La Terre fut longtemps considéré comme étant sphérique, tout d'abord par Parménide (v. 515-450 av. J.-C.) essentiellement pour des raisons esthétiques et géométriques, puis par Platon (v. 428-348 av. J.-C.) pour qui la forme des éclipses de Lune montre que l'ombre projetée de la Terre est toujours circulaire. Cette idée de Terre sphérique sera peu à peu remplacé par l'idée que la terre présente une forme ellipsoïdal.

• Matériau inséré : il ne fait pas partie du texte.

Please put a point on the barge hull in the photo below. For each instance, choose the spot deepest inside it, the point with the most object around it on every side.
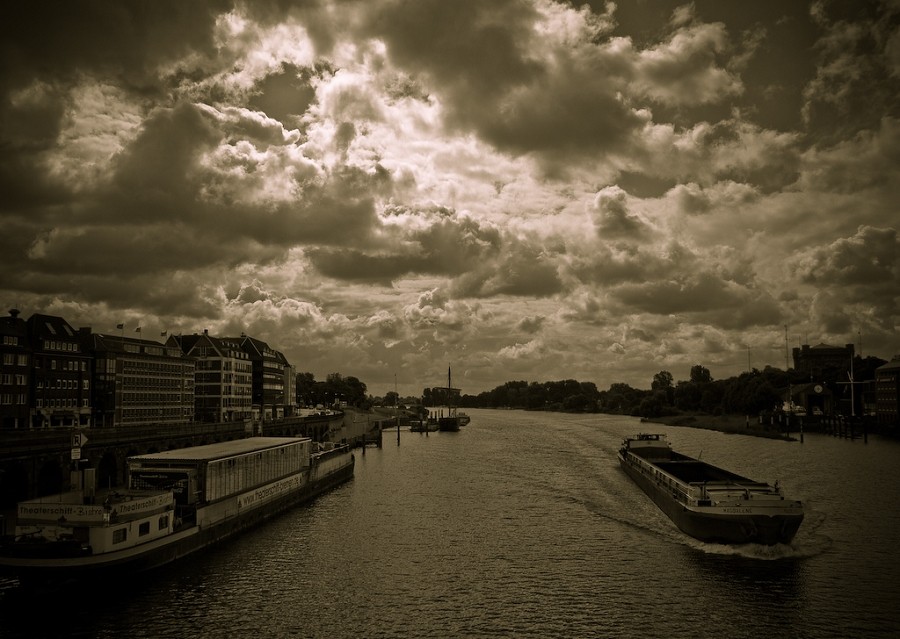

Les premières indications que la Terre dans son ensemble est légèrement ellipsoïdale, sont à la fois de nature empirique et de nature théorique. Ainsi, Jean-Dominique Cassini avait observé dès 1666 que Jupiter était fortement aplatie. Cette découverte avait aussi été faite en Angleterre par John Flamsteed. L'aplatissement en cause vaut environ 1/15. Il était tentant de mettre ce fait en rapport avec la rotation rapide de Jupiter sur lui-même en un peu moins de 10 heures. Il en allait de même pour Saturne. Par analogie, il était naturel de penser que la Terre elle-même fût quelque peu aplatie.
D'autre part, l'observation de Jean Richer montrant que la longueur du pendule qui battait la seconde était plus grande à Paris qu'à Cayenne fut connue de Newton et de Huyghens, et suscita leur réflexion. Huyghens en déduisit dans son « Discours sur la cause de la pesanteur », paru en 1690, que la Terre est un corps de révolution aplati et, compte tenu de la force centrifuge dont il avait fait lui-même la théorie, il trouve un aplatissement de 1/576.
Newton considère dans les « Principia » une Terre fluide dont la masse volumique est constante du centre à la surface, valant environ 5,5 fois celle de l'eau, tournant sur elle-même en 24 heures. Il trouve que dans ces circonstances, l'aplatissement des surfaces de niveau internes est lui-même constant du centre à la surface et vaut 1/230, à peu de chose près.
Le résultat de Richer s'interprète en notant que sur l'ellipsoïde, la pesanteur g n'est pas constante : pour un ellipsoïde aplati aux pôles, où un point de la surface situé à une latitude plus élevée se trouve plus près du centre de masse qu'un tel point situé à une latitude moins élevée, elle est plus grande aux pôles qu'à l'équateur. Sachant que la période propre d'un pendule simple vaut 2π (ℓ/g)1/2, où ℓ est la longueur du pendule, et que g possède une valeur supérieure à Paris qu'à Cayenne, on comprend que Richer ait dû raccourcir la longueur de son pendule près de l'équateur pour qu'il batte au même rythme qu'à Paris.
Il convient de noter que l'idée d'une Terre aplatie était en rupture complète avec les idées philosophiques traditionnelles héritées des Anciens. En effet, selon les auteurs comme Pythagore, Platon, Aristote, Ptolémée et leur disciples, la Terre devait nécessairement être une sphère, puisque la Terre érigée en divinité cosmique devait être parfaite, et que la sphère est le corps solide «parfait» par excellence. C'est sans aucun doute l'œuvre de Kepler, qui avait osé remplacer les orbites planétaires circulaires par des ellipses, qui fut à l'origine de l'évolution des idées conduisant finalement à ce changement radical des conceptions philosophiques.
Les « Principia » connaîtront plusieurs éditions au cours des décennies suivantes et exerceront une très grande influence sur la Science et la Philosophie. Au fur et à mesure de la parution de ces nouvelles éditions, l'ouvrage fut complété et mis à jour.
En 1683, donc un peu avant la parution de la première édition des « Principia », la méridienne de Picard entre Sourdon et Malvoisine commençait à être prolongée sous la direction de Jean-Dominique Cassini, vers le nord par La Hire, disciple de Picard, et vers le sud par Cassini lui-même. La méridienne de Cassini a joué un rôle historique suffisamment important pour qu'il soit utile de fournir quelques détails à son sujet. Les travaux furent interrompus dès la fin de l'année à cause de la mort de Colbert et son remplacement comme protecteur de l'Académie et surintendant des bâtiments du Roi par Louvois. Ce dernier avait d'autres priorités. La Hire était parvenu à Béthune, et Cassini à Bourges.